Crossing guard Joseph Ryan says he's seen some close calls at the crosswalk he patrols near Hastings School, even though it has flashing lights.

"It's a winter time thing of slowing down or being able to stop as they come to the intersection," said Ryan. He believes his presence and the presence of others like him makes drivers more aware.

"They know we're here and there's always a crossing guard in the morning, lunchtime and at the end of the day," said Ryan.

In February an eight-year-old boy was hit and killed at a similar St. Vital crosswalk on his way to school.

In the wake of that tragedy, the Louis Riel School Division is making safety upgrades to school routes, including adding more adult crossing guards at busy intersections.

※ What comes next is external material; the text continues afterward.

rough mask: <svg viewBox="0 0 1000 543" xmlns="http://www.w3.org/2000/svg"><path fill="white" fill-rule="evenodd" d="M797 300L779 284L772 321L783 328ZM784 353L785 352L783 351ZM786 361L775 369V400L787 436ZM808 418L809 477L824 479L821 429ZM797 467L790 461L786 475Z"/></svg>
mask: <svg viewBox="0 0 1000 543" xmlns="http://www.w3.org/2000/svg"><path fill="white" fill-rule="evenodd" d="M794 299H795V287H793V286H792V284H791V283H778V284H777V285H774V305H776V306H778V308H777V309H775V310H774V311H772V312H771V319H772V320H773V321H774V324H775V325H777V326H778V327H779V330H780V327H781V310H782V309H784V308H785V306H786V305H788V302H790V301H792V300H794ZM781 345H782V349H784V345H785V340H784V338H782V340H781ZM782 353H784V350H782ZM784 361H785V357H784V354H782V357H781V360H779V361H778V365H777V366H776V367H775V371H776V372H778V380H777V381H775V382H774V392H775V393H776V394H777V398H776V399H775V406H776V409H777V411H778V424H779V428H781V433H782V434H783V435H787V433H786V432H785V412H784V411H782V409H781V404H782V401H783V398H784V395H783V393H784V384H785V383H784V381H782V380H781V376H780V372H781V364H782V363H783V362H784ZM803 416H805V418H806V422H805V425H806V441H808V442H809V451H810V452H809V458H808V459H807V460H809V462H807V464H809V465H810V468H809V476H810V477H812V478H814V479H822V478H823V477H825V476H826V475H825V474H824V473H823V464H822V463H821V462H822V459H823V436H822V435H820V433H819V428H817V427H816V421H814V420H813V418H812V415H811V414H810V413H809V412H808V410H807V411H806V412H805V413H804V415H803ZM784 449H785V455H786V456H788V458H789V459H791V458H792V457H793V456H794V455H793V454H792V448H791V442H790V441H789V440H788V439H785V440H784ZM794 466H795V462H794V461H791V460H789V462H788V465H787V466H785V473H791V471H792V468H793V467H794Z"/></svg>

"People in our community have been telling us that there are other intersections that are just as dangerous that we don't have anybody on," said Louis Riel School Board Chair Chris Sigurdson.

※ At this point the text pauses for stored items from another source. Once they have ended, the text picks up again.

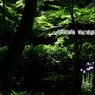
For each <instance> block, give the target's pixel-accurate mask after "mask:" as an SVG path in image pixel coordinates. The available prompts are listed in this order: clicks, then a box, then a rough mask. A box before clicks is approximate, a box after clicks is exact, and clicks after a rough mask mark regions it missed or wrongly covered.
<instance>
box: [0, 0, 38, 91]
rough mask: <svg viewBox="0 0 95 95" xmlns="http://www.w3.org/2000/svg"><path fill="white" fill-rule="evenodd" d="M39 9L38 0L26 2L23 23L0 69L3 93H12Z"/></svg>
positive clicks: (28, 0) (13, 40)
mask: <svg viewBox="0 0 95 95" xmlns="http://www.w3.org/2000/svg"><path fill="white" fill-rule="evenodd" d="M36 7H37V0H26V2H25V9H24V13H23V15H22V19H21V23H20V26H19V29H18V32H17V33H16V35H15V36H14V38H13V39H12V41H11V43H10V46H9V48H8V50H7V52H6V55H5V57H4V60H3V62H2V63H1V66H0V67H1V68H0V70H1V71H0V86H1V91H4V90H5V91H7V92H11V90H12V80H13V76H14V73H15V69H16V67H17V63H18V60H19V57H20V56H21V54H22V52H23V50H24V47H25V44H26V42H27V40H28V38H29V35H30V33H31V30H32V27H33V22H34V17H35V11H36Z"/></svg>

The division is increasing the number of adult guards from 30 to 41 to cover more schools. The length of their shifts is also increasing in case some students are running late.

"The adults seem to have more control, the cars seem to stop a lot easier for them," said grandparent Bill Pearase.

The guards are paid, they're not volunteers. All of them will now receive safety training including first aid. The cost for these changes adds up to more than $100,000.

"We want to make sure that everyone who is responsible for our kids knows exactly what they're doing," said Sigurdson.

The division is also lobbying the province to change the law and allow the guards to use stop sign paddles, instead of flags.

"To me it stands out a little, the flag is okay. It's orange, but no, I like the stop sign," said Pearase.

Ryan says his flag is sufficient. But he wouldn't stop a good idea.

"Whatever keeps the kids safe, I'd be happy with," said Ryan.

Sigurdson says the changes will be implemented for the next school year.